O presidente da Bolívia, Luis Arce, insinuou, em uma mensagem televisionada nesta quarta-feira (30), que decretaria um estado de exceção caso os apoiadores de Evo Morales não liberassem os pontos de bloqueio em estradas que já duram mais de duas semanas.
“Exigimos o levantamento imediato de todos os pontos de bloqueio para o restabelecimento da normalidade em nosso país. Se não ouvirem este clamoroso pedido do povo boliviano, nosso governo eleito democraticamente, com mais de 55% dos votos, exercerá suas faculdades constitucionais para proteger o interesse do povo boliviano”, afirmou.
As faculdades constitucionais que Arce mencionou são uma referência indireta a um estado de exceção, que pode ser decretado pelo presidente em “caso de perigo para a segurança do Estado, ameaça externa, comoção interna ou desastre natural”, de acordo com a constituição da Bolívia.
Nos últimos dias, organizações sociais e autoridades pediram que o político lance mão do instrumento. Caso opte por esse caminho, ele precisaria contar com a aprovação da medida na Assembleia Legislativa nas 72 horas seguintes ao decreto.
Segundo o presidente, 17 dias de bloqueio já custaram à Bolívia US$ 1,7 bilhão (R$ 9,8 bilhões) —os protestos, iniciados após Evo desobedecer uma intimação do Ministério Público para depor, interromperam o fornecimento de alimentos e combustível em diversas partes do país.
O temor dos manifestantes é que o antigo sindicalista, que governou de 2006 a 2019, seja alvo de um pedido de prisão. Evo é acusado de ter estuprado e engravidado uma adolescente em 2015, quando era presidente —um caso arquivado em 2020 e ressuscitado recentemente para impedi-lo de se candidatar, segundo sua defesa.
O pano de fundo da instabilidade na Bolívia é a disputa entre Evo e Arce, antigos aliados e correligionários, pela indicação presidencial do MAS (Movimento ao Socialismo) para as eleições do ano que vem. O desentendimento entre os dois causou um racha na sigla que se arrasta desde o ano passado.
“A verdade é que, por trás dos bloqueios antidemocráticos e criminosos, as verdadeiras motivações foram expressas pelos próprios porta-vozes do movimento: a imposição de uma candidatura inconstitucional”, afirmou Arce nesta quarta.
Evo está impedido de se candidatar desde dezembro do ano passado, quando o Tribunal Constitucional reverteu um entendimento anterior que liberava reeleições indefinidas no país —decisão que havia permitido ao ex-presidente vencer quatro eleições seguidas.
“Dobraram a aposta com os bloqueios com o objetivo de chantagear toda a Bolívia”, afirmou Arce. “Num ato de hipocrisia sem precedentes, levantam bandeiras do direito à manifestação enquanto atentam contra a vida de policiais, trabalhadores da imprensa e pessoal de saúde, apedrejam ônibus com passageiros em seu interior, impedem o livre trânsito de milhares de pessoas.”
De acordo com o presidente, 70 pessoas ficaram feridas desde o início dos protestos —nove civis e 61 policiais.
Nas redes sociais, Evo criticou Arce após seu pronunciamento. “Em vez de apelar ao diálogo para resolver o conflito iniciado muito antes da Marcha para Salvar a Bolívia, Arce lança ameaças contra o povo mobilizado.
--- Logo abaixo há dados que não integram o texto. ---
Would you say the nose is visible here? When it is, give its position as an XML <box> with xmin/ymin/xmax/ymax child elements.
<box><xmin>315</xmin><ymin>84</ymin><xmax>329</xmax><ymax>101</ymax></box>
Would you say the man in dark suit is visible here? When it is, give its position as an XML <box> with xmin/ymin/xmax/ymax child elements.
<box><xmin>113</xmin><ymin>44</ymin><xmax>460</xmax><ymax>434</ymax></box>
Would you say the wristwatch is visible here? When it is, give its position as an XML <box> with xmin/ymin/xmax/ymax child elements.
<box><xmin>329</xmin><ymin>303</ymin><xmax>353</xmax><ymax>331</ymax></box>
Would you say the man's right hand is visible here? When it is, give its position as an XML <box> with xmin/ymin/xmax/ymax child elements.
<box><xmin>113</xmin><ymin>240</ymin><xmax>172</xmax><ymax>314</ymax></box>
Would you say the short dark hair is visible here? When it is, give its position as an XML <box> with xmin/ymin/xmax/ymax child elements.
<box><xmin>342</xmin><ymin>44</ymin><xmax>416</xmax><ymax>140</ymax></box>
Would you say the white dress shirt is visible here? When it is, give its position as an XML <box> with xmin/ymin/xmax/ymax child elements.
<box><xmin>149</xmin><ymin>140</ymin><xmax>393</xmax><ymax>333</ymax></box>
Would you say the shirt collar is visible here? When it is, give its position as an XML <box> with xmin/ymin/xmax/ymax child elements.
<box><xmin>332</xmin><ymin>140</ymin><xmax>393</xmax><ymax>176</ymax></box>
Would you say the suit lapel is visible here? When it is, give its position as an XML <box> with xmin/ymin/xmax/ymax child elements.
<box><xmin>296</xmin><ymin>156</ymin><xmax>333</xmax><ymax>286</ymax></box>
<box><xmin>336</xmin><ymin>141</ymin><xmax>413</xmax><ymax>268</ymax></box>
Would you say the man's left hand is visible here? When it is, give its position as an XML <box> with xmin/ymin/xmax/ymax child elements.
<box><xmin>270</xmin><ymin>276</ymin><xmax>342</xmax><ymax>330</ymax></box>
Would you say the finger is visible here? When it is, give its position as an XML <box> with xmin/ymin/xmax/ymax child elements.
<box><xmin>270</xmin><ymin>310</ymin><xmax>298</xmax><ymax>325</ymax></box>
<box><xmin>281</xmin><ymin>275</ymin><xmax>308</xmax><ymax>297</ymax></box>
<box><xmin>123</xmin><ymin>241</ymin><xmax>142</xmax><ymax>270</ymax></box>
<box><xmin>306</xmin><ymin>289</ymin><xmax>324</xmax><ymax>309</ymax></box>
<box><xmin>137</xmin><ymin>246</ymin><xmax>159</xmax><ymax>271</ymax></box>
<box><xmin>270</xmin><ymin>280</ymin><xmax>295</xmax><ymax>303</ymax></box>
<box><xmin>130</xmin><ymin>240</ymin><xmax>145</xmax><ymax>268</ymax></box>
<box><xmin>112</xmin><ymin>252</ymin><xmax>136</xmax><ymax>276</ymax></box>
Qualquer ato de violência será de sua exclusiva responsabilidade. Só o diálogo sincero resolverá os graves problemas que o país enfrenta atualmente”, afirmou.
O ex-presidente ainda criticou o presidente por não mencionar o incidente do último domingo (27). Naquele dia, Evo disse ter sido alvo de uma emboscada. Segundo o ex-presidente, o plano foi orquestrado pelo ministro de Governo, Eduardo del Castillo, e o objetivo era matá-lo —com a anuência de Arce, afirmou o líder à Folha.
O governo da Bolívia nega as acusações e diz que Evo forjou um atentado após seu comboio atirar contra policiais na tentativa de fugir de uma patrulha antidrogas.